However, global roaming comes with technological risks. Each local operator (MNO) in a given country uses its own network core, its own configurations, and may carry out equipment upgrades at any time — upgrades that can affect the operation of roaming partners.
The compatibility problem: equipment from different vendors may handle the exchange of signaling messages differently. What was “forgiven” by legacy systems can become a critical error after the host network’s infrastructure is updated. The story of our protagonist — a roaming eSIM operator — is the best proof of this.

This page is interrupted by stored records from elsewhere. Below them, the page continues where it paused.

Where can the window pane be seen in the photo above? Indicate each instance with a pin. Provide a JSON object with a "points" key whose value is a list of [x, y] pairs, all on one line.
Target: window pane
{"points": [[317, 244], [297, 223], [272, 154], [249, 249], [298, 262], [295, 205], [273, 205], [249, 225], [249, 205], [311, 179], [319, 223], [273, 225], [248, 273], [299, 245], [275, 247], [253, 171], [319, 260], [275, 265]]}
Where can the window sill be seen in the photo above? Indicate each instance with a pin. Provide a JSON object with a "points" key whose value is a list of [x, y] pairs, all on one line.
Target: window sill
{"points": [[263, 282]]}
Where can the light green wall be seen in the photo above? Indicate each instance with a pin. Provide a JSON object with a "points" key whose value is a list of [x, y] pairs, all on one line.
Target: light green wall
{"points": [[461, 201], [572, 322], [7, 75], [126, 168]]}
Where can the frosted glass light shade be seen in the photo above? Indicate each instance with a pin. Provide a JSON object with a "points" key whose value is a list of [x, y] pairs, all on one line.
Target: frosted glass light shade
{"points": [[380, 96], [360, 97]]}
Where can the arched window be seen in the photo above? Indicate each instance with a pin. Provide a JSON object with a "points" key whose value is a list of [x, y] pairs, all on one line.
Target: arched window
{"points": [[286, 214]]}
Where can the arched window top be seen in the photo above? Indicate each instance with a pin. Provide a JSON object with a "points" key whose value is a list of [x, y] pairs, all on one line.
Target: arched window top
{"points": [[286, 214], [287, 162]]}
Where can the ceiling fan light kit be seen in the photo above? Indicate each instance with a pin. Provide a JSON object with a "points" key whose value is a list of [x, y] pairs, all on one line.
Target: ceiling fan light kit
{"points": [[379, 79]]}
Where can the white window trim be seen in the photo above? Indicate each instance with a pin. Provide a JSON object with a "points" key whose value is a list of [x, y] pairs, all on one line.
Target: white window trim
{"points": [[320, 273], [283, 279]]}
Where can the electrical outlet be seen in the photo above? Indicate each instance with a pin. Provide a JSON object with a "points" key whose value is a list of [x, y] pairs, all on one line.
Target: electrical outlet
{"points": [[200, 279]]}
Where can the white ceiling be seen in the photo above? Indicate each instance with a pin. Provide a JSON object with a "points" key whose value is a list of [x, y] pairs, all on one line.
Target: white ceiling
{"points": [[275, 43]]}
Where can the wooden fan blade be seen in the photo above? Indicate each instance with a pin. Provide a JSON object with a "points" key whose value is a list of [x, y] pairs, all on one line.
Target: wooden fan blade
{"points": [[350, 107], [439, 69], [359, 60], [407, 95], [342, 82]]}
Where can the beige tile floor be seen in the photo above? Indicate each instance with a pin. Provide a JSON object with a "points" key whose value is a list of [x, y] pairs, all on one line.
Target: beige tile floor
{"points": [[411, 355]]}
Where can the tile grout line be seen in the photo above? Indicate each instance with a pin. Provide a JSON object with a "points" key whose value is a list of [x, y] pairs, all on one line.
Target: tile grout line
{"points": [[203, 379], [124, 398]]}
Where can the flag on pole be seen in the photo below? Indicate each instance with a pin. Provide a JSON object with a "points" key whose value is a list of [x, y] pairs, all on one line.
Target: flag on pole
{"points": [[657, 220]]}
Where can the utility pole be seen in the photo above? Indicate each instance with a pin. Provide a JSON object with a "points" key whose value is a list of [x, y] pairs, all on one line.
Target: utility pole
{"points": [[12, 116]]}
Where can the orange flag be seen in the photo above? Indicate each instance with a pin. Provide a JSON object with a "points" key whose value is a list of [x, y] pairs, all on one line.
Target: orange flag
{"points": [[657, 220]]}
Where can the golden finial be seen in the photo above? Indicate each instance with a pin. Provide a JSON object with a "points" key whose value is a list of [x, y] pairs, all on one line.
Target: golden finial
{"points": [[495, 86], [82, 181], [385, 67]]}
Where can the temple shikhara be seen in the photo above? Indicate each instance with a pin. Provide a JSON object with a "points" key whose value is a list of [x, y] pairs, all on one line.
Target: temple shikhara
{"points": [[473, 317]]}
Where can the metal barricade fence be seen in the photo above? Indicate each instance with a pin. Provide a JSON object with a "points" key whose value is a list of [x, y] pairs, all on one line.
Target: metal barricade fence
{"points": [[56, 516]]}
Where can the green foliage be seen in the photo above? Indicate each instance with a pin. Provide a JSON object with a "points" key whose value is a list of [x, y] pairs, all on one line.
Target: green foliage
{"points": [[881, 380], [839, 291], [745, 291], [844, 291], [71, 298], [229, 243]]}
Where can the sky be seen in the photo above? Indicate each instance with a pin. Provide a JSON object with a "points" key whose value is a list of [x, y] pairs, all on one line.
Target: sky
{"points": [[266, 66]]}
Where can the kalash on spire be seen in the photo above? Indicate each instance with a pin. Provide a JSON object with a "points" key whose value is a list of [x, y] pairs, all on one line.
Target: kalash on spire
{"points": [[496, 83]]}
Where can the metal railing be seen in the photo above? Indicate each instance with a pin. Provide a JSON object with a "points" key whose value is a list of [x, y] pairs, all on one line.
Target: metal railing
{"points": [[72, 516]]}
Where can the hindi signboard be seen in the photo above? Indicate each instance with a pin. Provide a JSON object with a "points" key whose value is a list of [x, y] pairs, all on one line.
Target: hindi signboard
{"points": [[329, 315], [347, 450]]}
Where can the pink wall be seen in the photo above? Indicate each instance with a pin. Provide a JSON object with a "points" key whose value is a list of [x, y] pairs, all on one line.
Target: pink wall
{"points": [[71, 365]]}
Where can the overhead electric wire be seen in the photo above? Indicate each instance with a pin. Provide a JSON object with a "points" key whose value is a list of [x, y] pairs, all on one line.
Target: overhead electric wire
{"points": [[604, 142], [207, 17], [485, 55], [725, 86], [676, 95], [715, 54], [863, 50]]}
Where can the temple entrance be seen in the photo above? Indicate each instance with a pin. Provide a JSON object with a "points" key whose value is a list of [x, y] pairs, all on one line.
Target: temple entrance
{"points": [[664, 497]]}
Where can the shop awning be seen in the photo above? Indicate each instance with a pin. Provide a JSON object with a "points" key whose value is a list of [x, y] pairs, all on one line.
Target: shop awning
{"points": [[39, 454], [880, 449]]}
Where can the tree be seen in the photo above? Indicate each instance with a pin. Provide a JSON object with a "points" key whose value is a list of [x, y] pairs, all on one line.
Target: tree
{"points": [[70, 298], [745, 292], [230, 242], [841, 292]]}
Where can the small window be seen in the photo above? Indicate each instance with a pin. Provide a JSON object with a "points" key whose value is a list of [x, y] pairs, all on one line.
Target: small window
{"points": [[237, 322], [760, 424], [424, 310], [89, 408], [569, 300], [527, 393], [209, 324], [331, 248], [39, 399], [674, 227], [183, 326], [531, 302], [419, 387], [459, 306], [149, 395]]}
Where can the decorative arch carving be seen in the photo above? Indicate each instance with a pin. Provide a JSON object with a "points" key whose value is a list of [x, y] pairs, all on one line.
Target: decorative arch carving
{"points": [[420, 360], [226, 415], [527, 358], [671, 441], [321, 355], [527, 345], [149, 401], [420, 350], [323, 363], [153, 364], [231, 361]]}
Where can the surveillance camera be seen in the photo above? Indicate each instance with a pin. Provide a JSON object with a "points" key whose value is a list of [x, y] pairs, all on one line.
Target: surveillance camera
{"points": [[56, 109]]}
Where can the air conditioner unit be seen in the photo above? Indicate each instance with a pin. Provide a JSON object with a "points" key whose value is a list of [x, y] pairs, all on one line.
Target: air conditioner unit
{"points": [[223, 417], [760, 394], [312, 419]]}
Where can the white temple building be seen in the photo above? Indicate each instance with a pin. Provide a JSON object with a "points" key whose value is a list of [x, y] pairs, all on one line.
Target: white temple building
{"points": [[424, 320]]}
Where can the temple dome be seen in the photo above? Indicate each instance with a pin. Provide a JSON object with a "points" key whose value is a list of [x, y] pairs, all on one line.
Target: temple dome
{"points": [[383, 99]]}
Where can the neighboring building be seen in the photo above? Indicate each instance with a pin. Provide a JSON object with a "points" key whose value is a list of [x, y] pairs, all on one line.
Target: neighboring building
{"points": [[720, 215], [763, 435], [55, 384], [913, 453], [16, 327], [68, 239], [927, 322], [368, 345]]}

The Incident: Network Upgrade in Australia
It all started with complaints from tourists in Australia. Subscribers reported a complete lack of mobile internet despite being registered on the network. The operator’s technical support checked balances, eSIM statuses, and device settings — everything appeared to be in order.
The investigation revealed the true cause. The local Australian operator (MNO) had carried out a planned network upgrade. As part of the upgrade, legacy 3G networks were shut down, but problems also began appearing in the 4G band.

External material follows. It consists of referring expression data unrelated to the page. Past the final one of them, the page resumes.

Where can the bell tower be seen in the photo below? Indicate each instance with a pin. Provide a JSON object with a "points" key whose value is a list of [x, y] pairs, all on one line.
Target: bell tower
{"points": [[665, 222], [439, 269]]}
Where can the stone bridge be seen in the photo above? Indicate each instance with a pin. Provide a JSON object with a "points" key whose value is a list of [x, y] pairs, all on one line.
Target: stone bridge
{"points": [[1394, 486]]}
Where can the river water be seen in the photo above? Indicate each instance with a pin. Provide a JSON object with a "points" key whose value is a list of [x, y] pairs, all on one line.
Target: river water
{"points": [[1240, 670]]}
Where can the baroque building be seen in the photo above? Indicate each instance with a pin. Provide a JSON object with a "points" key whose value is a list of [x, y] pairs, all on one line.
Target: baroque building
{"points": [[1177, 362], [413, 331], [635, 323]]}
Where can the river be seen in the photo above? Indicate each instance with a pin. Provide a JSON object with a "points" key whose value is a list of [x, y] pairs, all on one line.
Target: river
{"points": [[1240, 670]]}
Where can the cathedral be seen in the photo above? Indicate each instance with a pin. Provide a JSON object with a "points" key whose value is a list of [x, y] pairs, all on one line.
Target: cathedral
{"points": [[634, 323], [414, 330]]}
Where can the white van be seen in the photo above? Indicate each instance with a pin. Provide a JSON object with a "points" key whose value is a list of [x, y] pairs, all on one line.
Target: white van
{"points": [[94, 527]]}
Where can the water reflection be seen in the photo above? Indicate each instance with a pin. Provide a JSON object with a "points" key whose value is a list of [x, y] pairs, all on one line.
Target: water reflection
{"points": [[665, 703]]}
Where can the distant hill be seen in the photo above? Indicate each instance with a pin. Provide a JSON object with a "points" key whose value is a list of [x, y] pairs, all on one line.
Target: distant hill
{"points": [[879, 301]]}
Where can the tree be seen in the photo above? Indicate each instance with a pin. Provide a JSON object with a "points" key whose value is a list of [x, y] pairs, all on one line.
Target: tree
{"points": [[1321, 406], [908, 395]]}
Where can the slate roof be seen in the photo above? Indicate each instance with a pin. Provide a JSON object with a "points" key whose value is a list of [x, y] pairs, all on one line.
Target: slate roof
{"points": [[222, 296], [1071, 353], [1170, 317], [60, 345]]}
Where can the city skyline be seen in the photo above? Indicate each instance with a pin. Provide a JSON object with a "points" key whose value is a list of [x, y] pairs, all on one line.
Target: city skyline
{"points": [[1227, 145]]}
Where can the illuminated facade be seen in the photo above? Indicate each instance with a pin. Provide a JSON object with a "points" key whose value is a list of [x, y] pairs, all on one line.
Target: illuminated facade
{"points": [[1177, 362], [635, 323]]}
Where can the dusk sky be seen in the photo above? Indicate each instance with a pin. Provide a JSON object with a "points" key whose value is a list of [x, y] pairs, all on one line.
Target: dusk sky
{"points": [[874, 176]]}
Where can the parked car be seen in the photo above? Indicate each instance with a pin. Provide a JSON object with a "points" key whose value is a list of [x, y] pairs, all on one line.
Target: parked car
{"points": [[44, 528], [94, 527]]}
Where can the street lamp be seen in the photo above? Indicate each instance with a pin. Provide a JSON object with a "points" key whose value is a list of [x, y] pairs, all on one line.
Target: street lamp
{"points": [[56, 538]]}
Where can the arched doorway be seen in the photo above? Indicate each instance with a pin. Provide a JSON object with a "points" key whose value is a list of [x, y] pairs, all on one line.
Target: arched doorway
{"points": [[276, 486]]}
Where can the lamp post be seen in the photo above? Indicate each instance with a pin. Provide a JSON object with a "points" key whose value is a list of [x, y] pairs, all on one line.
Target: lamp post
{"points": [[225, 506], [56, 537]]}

Investigation: The Problem in GTPv2 Signaling
The roaming operator’s legacy PGW (Packet Data Network Gateway) failed this check. Upon receiving a Create Session Request from the Australian side, it generated a Create Session Response containing parameters that did not meet the updated requirements. The Australian network, following its standards, discarded such responses, and the connection could not be established. Subscribers could see the network but were unable to access the internet even on modern 4G.
The Saving Solution: VAS Experts’ PGW Steps In
At this critical moment, the operator had a test bench deployed using VAS Experts solutions. The engineers made a decision: switch the problematic Australian interconnect from the legacy PGW to the Stingray PGW by VAS Experts being evaluated, and verify operation using test subscribers.
The result exceeded expectations. The connection was established instantly.
Unlike the legacy equipment, Stingray PGW strictly adheres to 3GPP standards and GTPv2 protocol specifications. It generated a correct Create Session Response that fully satisfied the requirements of the Australian operator’s updated network. Test subscribers connected to the new core successfully gained 4G internet access.
Outcome: Tourists Back Online
Stingray PGW restored connectivity and helped identify the root cause of the problem — incorrect operation of the legacy PGW at the signaling level. Subscribers received stable 4G internet, and the product proved its compliance with international standards in a real-world production scenario where the legacy solution had failed.
Technical Details
The success of this case is explained by the architectural features of the VAS Experts solution:
- Strict 3GPP compliance: VAS Experts’ PGW is developed in accordance with all current specifications. It does not allow loose interpretation of protocols, which is critically important when interacting with major operator networks that apply strict validation of signaling traffic.
- Correct GTPv2 stack handling: The gateway correctly processes all Information Elements (IEs) in Create Session Request messages and generates valid Create Session Response replies, ensuring successful session establishment even after equipment upgrades on the partner’s side.
- Multi-access support: The PGW supports operation across 3G, 4G/LTE, and 5G networks within a single device.
It is worth noting that a PGW often has built-in PCEF (Policy and Charging Enforcement Function) functionality. The built-in PCEF allows flexible traffic billing in roaming and the application of QoS policies. In our architecture, the PGW can operate as a standalone unit or in conjunction with a proprietary PCEF.
Conclusion: From Testing to Production
The successful resolution of the Australian incident became a turning point. The eSIM operator, having confirmed the reliability of the VAS Experts PGW, decided to deploy the vendor’s equipment into full production.
This case clearly demonstrates the key requirement of the modern roaming market: the network core must be ready for any surprises from the many host network operators around the world, strictly adhere to standards, and keep pace with the times — so that no partner network update ever affects the availability of the service to subscribers.